Water pressure as a function of depth
It's my understanding that water pressure is dependant on the depth of the water column, and not the total volume of the tank. Am I wrong here?
The reason I ask is because I'm in the beginning stages of building a paludarium that will be a water fall with a cascade pool. I intend to make the front, viewable portion a solid pane of glass with the access doors in the sides. The viewing area will be just shy of 36" across and I have no intention of bracing the glass in the center. The depth at the front of the tank will be no more than 12-14", but the front pane will be 54" tall, so bracing at the top would not be terribly effective. There will be glass running from front to back maybe 6" in from each side, where a land area will be situated, unless I do the lowest pool riparium style. The glass will be retained by 1/2" or 5/8" plywood (I'd rather go lighter if possible as I will likely have to move this thing at some point.). In any case, there will probably be a 24-30" section without reinforcement.

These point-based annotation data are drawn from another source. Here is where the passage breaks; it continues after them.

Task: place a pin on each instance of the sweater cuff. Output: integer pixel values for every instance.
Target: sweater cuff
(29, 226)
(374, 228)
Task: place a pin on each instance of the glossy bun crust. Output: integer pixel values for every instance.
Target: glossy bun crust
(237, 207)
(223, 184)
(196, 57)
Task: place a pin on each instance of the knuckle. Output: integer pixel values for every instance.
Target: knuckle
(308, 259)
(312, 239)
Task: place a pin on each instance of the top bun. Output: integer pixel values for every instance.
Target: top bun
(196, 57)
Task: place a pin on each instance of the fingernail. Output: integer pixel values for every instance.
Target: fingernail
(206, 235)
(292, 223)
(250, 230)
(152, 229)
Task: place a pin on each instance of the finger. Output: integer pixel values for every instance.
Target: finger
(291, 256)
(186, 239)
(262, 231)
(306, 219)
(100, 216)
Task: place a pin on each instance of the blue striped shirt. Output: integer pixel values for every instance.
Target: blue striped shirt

The thicker I go with the glass, the heavier this thing will become, so I'm hoping to go with 3/8" or less. I'm hoping to get away with 1/2" glass (1/4" would be nice if doable.). My thought is that there won't be a tremendous amount of pressure pushing on the front glass, but at 36"x28"x12", there will be somewhere around 50 gallons of water in the lower section (A bit less due to land area, etc.).
Does anyone have any thoughts on this matter? Maybe someone less physics challenged than myself can set me straight?